The Legend

To the Head Librarian of Hyrule Castle: A memoire of a long-passed Hero

-Master Rauru XVI, Sage and Minister of the Temple of Time

The old Legends speak of Heroes that rise tall in the face of adversity, that within their hearts lie something stronger and far more courageous―something more―than their brethren. Legends say that those Heroes were bound by fate, so tightly woven in the tapestry of time that with their rising and triumphant achievements came ages of progress and prosperity.
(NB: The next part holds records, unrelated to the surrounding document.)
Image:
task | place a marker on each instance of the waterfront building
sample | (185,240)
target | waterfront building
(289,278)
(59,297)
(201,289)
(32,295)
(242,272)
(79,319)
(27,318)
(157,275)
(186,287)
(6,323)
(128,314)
They tell of Heroes whose spirits readied themselves for battle and pressed on even as the walls of their homelands came crashing down in bright blazing fires and their kin lay in heaps at their feet. Legends say that in those times of hardship and misfortune their courage remained ever unwavering, and their hearts too pure to be corrupted. They were the Captains and Commanders of their people. They were the Kings and Queens of their domains, the elders and leaders and the warriors sung in song and versed in poem for time immemorial, praised and loved by those who they led out of the chains of slavery and death. Some say those Legends are as numerous and everlasting as the stars, and I am inclined to believe it so.

However, there is one Legend that speaks of a Hero of unlikely circumstances. A Legend that tells of a silent Hero who―though was strong in heart―carried the weight of duty and responsibility on his shoulders like a beast of burden set to plow the fields alone till the setting of the sun. And upon his lips he wore seal of silence in hopes that none would know his true heart, his fears and great unrest. This Legend speaks of a Hero who toiled under the sun and lay awake under the moon, who in his direst hour of need fell to the clutches of Malice, haunted by the shortcomings of his days and cursed to a century of sleep, doomed to awake to a world he once knew and loved overrun by the wilds of the land. Hyrule was a dangerous place then, far more so than you or I could have ever imagined.

But not all was as calamitous as that. In visions that glimpsed through Time itself I have seen the turnings and workings of this tragic tale. For there was still hope. There had always been hope, like a singular light shining upon a dark and desolate world. This hope that was sown in the soils of his of past, where it lasted throughout the years. A courage that could never be forgotten, for it had need not be remembered.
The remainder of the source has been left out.